Breakout

Emerging Markets Set to Outperform the U.S. Says Yamada

Jeff Macke
Breakout

According to national treasure and technical analyst Louise Yamada, the U.S. market is just fine, but we're taking a back seat to the rest of the world.

"Emerging markets have for this little period of time started to turn up at their eleven year uptrend," she says in the attached video. "We've had about two years of underperformance for the emerging markets during which the U.S. outperformed... now it looks like (emerging markets) are trying again to outperform."

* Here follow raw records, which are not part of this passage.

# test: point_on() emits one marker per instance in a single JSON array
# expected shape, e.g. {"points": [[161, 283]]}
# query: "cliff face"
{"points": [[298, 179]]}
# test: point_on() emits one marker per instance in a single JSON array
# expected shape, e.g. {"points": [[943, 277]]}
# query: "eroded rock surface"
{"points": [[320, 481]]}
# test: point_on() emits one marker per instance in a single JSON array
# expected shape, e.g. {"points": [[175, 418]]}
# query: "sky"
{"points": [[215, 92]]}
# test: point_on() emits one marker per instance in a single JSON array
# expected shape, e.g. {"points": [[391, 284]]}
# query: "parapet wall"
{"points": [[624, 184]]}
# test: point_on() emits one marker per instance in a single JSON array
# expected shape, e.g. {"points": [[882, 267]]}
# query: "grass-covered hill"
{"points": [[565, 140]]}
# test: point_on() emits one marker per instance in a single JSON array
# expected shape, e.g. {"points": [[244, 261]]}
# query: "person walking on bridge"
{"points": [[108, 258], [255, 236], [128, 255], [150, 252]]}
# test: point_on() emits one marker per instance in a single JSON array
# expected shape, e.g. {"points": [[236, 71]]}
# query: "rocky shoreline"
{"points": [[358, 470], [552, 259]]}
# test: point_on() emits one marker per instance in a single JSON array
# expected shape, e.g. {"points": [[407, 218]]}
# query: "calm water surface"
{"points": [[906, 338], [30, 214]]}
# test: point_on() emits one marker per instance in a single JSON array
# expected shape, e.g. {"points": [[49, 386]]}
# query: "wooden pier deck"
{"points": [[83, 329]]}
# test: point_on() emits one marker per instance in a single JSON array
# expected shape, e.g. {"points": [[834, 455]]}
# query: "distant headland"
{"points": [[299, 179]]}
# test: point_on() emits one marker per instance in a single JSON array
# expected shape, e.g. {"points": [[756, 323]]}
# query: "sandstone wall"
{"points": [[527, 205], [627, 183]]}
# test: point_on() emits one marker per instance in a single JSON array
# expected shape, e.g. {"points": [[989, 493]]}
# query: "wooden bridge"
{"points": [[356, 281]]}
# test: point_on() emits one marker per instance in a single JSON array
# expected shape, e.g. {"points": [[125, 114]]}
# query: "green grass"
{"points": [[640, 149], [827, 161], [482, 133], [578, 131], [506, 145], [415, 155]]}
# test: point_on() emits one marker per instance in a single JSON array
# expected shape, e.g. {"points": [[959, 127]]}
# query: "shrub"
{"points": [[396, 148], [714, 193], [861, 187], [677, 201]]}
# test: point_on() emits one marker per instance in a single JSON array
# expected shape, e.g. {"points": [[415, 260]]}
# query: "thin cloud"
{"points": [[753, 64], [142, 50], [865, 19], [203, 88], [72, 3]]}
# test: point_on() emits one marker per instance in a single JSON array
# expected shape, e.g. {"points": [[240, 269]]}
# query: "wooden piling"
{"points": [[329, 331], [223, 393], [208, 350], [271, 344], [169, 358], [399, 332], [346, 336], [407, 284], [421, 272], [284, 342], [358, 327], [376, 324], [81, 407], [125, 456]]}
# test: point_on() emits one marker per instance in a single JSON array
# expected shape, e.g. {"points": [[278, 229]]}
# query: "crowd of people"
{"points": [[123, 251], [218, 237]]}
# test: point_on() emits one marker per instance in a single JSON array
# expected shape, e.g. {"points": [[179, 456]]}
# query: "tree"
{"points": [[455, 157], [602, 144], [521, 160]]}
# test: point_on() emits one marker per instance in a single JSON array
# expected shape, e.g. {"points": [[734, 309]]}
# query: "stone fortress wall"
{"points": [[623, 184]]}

That doesn't mean the end is here. Stocks are a game of relativity and Yamada's observation is simply that the emerging markets, for which iShares MSCI Emerging Markets Index ETF (EEM) is an easy proxy, could be poised to do better than broad U.S. indexes.

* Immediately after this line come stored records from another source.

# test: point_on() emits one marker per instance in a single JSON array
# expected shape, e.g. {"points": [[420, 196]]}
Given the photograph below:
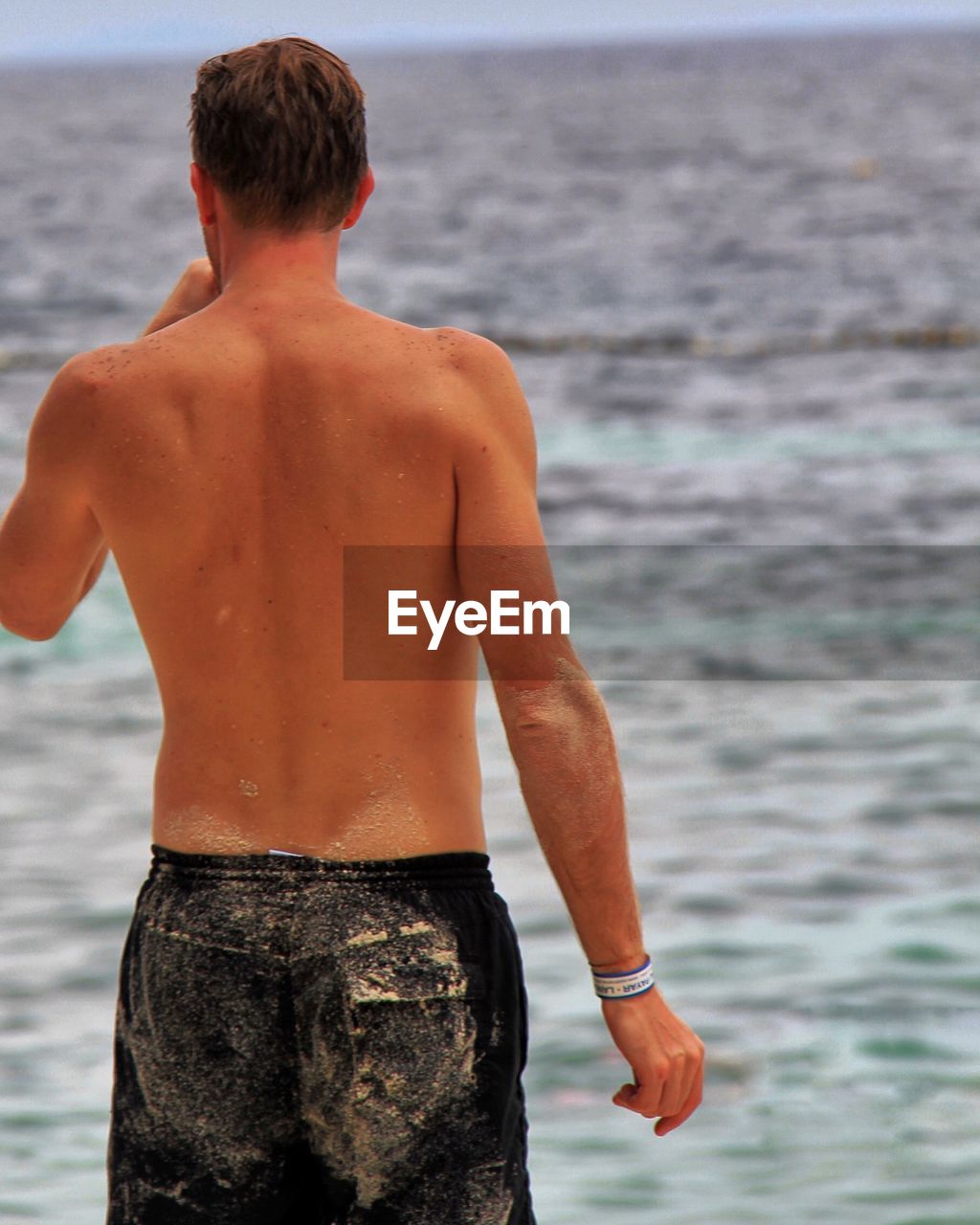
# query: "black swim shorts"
{"points": [[311, 1041]]}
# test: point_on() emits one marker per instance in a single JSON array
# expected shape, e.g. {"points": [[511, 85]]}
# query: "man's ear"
{"points": [[204, 191], [366, 188]]}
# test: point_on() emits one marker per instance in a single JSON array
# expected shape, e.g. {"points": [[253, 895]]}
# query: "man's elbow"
{"points": [[32, 631]]}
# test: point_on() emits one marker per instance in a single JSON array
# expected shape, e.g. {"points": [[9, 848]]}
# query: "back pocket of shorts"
{"points": [[410, 967]]}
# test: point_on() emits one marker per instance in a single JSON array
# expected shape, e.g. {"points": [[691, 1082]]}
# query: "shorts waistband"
{"points": [[449, 869]]}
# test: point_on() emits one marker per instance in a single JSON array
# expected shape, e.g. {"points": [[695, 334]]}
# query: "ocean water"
{"points": [[767, 506]]}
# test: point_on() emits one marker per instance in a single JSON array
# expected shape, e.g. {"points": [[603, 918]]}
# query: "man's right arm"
{"points": [[558, 726]]}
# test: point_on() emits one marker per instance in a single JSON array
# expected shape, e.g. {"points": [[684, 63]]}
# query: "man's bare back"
{"points": [[239, 450]]}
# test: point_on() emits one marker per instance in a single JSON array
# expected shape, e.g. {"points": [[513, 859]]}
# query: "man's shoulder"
{"points": [[468, 350]]}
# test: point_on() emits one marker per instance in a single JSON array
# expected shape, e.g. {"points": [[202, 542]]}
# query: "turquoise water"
{"points": [[804, 819]]}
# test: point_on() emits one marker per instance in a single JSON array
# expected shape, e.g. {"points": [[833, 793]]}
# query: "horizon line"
{"points": [[430, 42]]}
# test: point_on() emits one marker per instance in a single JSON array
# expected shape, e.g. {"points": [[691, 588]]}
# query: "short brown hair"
{"points": [[279, 127]]}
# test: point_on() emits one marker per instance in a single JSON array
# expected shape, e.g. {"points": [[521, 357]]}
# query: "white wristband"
{"points": [[617, 984]]}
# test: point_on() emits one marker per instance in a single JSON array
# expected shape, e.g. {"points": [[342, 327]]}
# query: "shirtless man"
{"points": [[322, 1002]]}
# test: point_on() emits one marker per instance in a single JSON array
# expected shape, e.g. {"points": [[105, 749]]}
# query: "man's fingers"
{"points": [[668, 1123], [643, 1098]]}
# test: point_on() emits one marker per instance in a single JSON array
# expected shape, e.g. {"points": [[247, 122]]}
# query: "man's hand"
{"points": [[666, 1058], [196, 288]]}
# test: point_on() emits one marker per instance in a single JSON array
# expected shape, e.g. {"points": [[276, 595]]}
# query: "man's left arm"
{"points": [[52, 546]]}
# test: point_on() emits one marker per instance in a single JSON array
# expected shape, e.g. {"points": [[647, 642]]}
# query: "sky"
{"points": [[68, 29]]}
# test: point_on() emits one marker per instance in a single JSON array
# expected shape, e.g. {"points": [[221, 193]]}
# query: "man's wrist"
{"points": [[631, 962]]}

A couple things could be at work here. One is just beta, or volatility. Emerging markets move faster than their more staid U.S. counterparts. When it rains in the U.S. it pours overseas and 2011 was a monsoon. The difference is the U.S. turned right around after the debt ceiling debacle of 2011, while foreign markets had a tougher time. Now that the EM's are picking up steam to the upside, they are doing so with great haste.

The other possibility is that the global growth story may be back in play. Yamada likes the Industrial, Financial and Materials sectors in the U.S., all of which benefit from a robust global economy.

A third option is that all of this is just charts. Graphs don't come with explanations, just squiggly lines and prices. Right now Louise Yamada says the lines are suggesting emerging markets are the place to be for investors with a strong appetite for risk.